6 Easter Traditions from Around the World  

6 Easter Traditions from Around the World

Would you like to add some new traditions to your Easter festivities this year? For some inspiration, grab an egg, a few jelly beans or a chocolate bunny from the Easter basket and snack away while you learn about some fun customs from around the world. The American tradition of setting out bunny and egg Easter decorations comes from Germany, where rabbits and eggs symbolize fertility and birth, and many countries use these same symbols. Have fun learning about these global Easter celebrations, and perhaps consider incorporating some into your own family traditions this year!

Make a Splash in Poland

Rather than a single day, Easter customs in Poland last three days. Easter Saturday is the official holiday, and it starts with a visit to the local church. People create beautiful filled baskets and take them to their local cathedrals for a blessing. Each family takes pride in creating an elaborate, bountiful basket. Another part of the Polish Easter celebration takes place on the following Monday, and this is where some rowdy fun breaks out. Smingus-Dyngus is the name of the event, and it consists of boys picking up squirt guns, buckets, jugs and other vessels and then soaking each other with water.

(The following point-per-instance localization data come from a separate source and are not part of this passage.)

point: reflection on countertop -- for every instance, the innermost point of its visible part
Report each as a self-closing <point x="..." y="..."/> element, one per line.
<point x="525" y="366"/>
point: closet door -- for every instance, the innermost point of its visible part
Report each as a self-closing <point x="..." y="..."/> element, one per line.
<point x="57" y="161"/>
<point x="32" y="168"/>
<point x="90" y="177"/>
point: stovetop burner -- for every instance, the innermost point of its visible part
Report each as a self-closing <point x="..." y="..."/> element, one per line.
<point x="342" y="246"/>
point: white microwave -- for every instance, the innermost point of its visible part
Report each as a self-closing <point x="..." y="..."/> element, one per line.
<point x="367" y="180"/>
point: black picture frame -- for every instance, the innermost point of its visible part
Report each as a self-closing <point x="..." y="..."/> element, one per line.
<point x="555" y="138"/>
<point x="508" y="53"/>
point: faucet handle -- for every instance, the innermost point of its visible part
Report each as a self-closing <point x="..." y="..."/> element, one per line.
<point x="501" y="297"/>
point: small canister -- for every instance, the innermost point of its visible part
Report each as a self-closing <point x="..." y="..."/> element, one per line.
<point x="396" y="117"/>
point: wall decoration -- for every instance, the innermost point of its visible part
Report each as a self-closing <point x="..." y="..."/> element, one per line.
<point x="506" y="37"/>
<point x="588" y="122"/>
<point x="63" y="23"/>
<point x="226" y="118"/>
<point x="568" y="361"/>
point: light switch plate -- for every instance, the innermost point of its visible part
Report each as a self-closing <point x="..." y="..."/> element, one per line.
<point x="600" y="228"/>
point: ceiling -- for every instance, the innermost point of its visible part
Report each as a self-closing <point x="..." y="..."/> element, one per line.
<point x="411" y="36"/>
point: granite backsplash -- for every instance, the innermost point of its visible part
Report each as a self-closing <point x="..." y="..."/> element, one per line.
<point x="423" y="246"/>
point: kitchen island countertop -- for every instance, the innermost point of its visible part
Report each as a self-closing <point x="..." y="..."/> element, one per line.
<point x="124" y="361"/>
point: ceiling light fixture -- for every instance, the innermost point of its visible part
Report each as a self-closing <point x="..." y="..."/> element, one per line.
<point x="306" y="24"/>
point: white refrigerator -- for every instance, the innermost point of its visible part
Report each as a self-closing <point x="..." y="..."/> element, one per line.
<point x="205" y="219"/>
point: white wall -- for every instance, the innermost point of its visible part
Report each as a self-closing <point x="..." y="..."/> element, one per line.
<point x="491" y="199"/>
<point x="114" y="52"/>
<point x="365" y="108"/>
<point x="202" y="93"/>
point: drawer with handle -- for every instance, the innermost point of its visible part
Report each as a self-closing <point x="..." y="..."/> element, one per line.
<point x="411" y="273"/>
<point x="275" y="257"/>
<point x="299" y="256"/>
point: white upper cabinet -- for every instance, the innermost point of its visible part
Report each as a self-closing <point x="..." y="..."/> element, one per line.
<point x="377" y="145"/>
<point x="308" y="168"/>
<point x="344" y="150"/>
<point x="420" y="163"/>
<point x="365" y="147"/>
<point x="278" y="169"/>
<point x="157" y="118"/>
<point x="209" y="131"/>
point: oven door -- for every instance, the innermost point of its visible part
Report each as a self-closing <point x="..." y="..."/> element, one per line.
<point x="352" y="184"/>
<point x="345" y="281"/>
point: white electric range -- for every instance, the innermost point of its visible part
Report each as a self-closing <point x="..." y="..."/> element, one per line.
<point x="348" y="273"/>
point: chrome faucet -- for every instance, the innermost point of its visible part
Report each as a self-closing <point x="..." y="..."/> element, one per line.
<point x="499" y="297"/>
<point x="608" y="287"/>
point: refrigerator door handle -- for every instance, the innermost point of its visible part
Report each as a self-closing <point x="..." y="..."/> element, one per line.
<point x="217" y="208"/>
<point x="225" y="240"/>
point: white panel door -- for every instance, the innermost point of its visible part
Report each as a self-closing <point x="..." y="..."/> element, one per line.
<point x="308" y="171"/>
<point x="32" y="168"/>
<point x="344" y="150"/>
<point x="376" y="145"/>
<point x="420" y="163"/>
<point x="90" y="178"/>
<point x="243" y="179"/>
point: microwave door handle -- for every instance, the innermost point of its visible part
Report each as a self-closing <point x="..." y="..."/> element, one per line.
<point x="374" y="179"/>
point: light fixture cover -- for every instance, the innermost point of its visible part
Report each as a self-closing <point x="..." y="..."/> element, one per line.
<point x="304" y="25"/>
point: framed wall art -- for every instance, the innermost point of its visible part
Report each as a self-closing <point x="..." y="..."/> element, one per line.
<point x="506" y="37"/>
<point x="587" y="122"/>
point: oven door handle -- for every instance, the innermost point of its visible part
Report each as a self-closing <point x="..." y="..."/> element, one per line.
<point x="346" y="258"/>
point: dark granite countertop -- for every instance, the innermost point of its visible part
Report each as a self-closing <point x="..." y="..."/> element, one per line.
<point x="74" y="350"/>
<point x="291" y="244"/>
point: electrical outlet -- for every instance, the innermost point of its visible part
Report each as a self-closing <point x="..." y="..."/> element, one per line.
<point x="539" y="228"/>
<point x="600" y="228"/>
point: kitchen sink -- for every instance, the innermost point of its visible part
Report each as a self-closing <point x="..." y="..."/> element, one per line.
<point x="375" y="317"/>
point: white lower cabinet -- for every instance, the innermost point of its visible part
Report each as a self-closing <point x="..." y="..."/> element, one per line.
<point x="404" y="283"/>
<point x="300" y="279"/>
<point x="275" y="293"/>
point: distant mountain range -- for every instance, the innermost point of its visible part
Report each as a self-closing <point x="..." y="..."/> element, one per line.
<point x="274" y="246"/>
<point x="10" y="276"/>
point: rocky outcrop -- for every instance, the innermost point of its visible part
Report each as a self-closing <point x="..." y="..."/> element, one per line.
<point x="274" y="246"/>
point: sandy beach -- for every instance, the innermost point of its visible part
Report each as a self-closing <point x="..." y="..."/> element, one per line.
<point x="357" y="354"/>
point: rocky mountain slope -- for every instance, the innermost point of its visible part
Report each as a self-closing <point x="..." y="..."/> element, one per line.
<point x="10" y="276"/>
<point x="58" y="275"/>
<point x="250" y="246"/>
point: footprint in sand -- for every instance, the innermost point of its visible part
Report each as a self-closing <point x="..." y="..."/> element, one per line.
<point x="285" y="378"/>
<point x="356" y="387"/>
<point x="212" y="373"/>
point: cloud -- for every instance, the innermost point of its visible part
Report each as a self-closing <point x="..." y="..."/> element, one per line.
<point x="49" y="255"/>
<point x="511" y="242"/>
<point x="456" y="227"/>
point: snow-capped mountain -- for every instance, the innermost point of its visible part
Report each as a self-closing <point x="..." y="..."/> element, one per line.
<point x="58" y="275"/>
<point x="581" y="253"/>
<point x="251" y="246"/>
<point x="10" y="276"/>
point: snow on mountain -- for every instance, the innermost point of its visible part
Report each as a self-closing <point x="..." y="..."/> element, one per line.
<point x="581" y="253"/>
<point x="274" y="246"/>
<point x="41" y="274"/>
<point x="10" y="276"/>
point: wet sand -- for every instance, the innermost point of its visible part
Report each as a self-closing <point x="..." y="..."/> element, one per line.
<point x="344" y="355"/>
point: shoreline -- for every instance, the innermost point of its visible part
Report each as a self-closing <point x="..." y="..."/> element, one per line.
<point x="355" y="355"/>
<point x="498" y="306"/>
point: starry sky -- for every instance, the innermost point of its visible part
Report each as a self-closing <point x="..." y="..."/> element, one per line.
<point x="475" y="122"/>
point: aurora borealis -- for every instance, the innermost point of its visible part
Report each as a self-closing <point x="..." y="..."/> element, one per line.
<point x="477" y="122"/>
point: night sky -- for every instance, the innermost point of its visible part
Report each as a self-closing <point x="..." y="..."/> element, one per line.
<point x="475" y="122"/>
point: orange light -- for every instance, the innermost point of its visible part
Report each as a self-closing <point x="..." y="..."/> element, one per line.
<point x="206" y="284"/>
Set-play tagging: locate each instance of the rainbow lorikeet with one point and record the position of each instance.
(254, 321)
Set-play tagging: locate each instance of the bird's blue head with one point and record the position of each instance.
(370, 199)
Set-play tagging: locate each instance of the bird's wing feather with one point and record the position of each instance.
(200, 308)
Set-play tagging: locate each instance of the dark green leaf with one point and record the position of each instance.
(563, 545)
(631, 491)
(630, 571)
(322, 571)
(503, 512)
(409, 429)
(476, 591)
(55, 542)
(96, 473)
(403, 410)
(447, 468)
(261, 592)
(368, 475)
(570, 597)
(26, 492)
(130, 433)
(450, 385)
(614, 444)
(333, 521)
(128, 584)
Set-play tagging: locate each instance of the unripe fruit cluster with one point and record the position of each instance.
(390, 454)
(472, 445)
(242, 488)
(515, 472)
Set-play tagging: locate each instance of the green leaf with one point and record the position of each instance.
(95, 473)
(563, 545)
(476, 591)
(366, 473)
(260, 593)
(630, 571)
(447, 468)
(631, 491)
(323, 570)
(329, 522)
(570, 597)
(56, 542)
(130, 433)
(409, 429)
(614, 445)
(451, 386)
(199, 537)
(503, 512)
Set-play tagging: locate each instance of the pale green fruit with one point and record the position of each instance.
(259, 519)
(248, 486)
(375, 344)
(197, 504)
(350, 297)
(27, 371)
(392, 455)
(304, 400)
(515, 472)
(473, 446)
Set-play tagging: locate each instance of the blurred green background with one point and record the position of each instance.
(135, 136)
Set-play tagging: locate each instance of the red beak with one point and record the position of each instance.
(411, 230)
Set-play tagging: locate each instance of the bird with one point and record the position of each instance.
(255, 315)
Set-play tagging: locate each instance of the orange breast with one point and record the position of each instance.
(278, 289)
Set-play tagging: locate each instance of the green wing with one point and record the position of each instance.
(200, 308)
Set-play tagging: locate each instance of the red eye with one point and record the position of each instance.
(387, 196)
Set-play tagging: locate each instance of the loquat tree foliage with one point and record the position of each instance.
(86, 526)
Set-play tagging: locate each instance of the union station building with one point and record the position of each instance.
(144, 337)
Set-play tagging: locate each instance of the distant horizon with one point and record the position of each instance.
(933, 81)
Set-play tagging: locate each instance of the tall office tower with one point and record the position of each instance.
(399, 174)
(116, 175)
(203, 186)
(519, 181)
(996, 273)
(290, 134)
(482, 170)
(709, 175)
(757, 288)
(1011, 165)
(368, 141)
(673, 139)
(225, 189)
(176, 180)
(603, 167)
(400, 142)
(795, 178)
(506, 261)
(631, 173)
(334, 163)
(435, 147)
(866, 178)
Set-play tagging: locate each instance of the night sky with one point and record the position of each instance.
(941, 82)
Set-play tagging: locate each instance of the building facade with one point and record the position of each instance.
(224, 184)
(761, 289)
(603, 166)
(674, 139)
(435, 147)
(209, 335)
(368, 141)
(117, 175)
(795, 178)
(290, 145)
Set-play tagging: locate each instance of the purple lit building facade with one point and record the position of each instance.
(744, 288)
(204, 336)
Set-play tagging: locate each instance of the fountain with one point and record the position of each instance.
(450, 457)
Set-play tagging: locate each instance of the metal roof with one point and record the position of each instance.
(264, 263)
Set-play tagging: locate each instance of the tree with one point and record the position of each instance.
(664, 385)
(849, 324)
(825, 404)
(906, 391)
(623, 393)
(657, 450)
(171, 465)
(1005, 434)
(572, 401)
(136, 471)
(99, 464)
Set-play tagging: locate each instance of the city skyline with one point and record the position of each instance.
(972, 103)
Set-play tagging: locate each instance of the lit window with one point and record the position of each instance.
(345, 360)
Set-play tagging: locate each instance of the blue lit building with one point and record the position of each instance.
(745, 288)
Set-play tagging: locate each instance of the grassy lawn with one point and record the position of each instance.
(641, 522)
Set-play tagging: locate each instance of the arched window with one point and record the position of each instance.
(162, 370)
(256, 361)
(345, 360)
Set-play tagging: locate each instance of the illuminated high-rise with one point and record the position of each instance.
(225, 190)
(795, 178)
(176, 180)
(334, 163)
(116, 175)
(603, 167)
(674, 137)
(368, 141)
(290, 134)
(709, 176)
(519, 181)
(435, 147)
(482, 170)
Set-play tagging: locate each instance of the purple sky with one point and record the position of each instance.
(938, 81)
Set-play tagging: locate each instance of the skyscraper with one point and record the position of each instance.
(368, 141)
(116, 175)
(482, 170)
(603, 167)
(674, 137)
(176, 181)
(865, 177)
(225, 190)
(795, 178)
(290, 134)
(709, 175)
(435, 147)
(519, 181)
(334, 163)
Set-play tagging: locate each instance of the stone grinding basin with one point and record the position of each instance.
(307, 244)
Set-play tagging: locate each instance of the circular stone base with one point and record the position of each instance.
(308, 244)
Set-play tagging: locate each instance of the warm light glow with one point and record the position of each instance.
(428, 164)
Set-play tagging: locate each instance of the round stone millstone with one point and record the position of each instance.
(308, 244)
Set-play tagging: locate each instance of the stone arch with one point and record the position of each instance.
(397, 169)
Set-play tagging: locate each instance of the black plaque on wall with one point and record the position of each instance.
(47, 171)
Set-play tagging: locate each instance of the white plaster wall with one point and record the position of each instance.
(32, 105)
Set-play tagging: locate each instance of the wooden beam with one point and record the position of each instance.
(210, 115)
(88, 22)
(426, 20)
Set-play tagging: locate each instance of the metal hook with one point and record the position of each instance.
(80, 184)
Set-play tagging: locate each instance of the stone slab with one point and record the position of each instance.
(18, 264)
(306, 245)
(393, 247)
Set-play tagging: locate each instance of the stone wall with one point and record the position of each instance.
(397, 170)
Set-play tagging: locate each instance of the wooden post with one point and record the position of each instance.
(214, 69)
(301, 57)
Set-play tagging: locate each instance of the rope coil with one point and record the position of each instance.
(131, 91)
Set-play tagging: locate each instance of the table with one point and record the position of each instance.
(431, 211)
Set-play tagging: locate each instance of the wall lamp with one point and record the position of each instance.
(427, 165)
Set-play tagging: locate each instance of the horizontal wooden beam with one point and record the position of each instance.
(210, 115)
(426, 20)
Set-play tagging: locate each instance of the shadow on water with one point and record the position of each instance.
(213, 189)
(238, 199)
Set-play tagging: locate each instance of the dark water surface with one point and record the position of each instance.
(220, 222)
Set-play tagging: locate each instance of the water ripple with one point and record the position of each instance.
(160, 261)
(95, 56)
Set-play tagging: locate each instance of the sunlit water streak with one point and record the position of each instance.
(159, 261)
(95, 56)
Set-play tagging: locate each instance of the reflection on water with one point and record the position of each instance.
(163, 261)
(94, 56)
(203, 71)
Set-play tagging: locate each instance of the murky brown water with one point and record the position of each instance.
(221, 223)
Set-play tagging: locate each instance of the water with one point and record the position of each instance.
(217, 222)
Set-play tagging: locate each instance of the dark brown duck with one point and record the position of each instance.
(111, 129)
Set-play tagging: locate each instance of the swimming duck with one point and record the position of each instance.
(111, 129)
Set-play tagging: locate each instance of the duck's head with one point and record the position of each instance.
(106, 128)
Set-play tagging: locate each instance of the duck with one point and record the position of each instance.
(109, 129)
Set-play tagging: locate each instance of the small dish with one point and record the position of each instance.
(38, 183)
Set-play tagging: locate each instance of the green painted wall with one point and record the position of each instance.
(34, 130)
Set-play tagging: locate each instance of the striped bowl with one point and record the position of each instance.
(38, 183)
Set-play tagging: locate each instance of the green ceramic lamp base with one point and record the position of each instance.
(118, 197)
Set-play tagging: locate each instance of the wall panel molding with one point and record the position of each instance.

This playful occasion is commemorative of the baptism of a prince on Easter Monday in 966 A.D.

Easter Eggs and New Year’s Dragons at the Same Time?

Chinese Easter customs are similar to American traditions, but many Chinese people celebrate the day as a mini Chinese New Year instead of as Easter. Those who honor the Easter tradition in China offer eggs as gifts and hold egg hunts for young children with small baskets for gathering the treats. They paint the eggs with boldly colored, elaborate images as part of the custom. Many Chinese businesses keep special hours and some even serve large meals. Those who choose not to celebrate Easter often decorate with red paper signs and special New Year’s-themed decorations, such as dragons.

A Piece of Kulich and a Kiss of Peace

Want more than a day or two of celebration this spring holiday? Try the Russian tradition of Easter week! Russian celebrations involve a full seven days of eggs, a round bread called Kulich, colorful cakes and the kiss of peace exchanged frequently by celebrants. When greeting one another during Easter week, Russians hug and deliver a triple cheek kiss to wish each other well. They paint eggs with bold, elaborate patterns and plenty of red paint for embellishment. Russians also enjoy eating Kulich, a deep, round yeast bread decorated with a cross, during this week of festivities. When the celebrants are ready to enjoy their Easter cake, the server cuts into it at an angle from the side to avoid damaging the elaborate decorated icing on top.

Hot Cross Buns and the Easter Bilby

Australia has a diverse population and an even more diverse set of spring holiday traditions to match. The day of the celebration begins with sweet, fruity hot cross buns for breakfast. Then, like their counterparts in the United States, Australian children enjoy candy Easter eggs, some of which have toys nestled inside. While some Australians snack on rabbit-shaped candies, others add little chocolate Easter bilbies – a type of marsupial that lives in Australian deserts – to candy dishes to commemorate one of the continent’s native endangered animals.

Dance to the Beat of the Drums

Are you ready to dance and celebrate? In parts of Africa, large groups of people gather at local churches in the afternoon to join the Easter vigil. Celebrations often start early and end before dark. Traditional fabrics called Vitenge and Kanga, which feature bold prints and symbols, decorate the walls of the churches. Hymns and pulsing drum music inspire the locals to dance and to join together before bonding over a large meal.
When Bells Fly!
Like many Americans, the French celebrate the holiday with hidden eggs and lots of food, but one part of the French tradition is very different: flying Easter bells! The French serve and gift winged chocolate bells, and there is a sweet story to go with the sugary confections. These yummy bells, or les Cloches des Paques, represent the silence of the church bells from Good Friday through Easter Sunday. Adults tell young children the bells do not ring because they fly away to Rome during the time of silence. The story goes on to add that at the end of the weekend, the bells grow wings, return and begin to ring again. Families then share a hearty meal and rich desserts to complete the joyous celebration.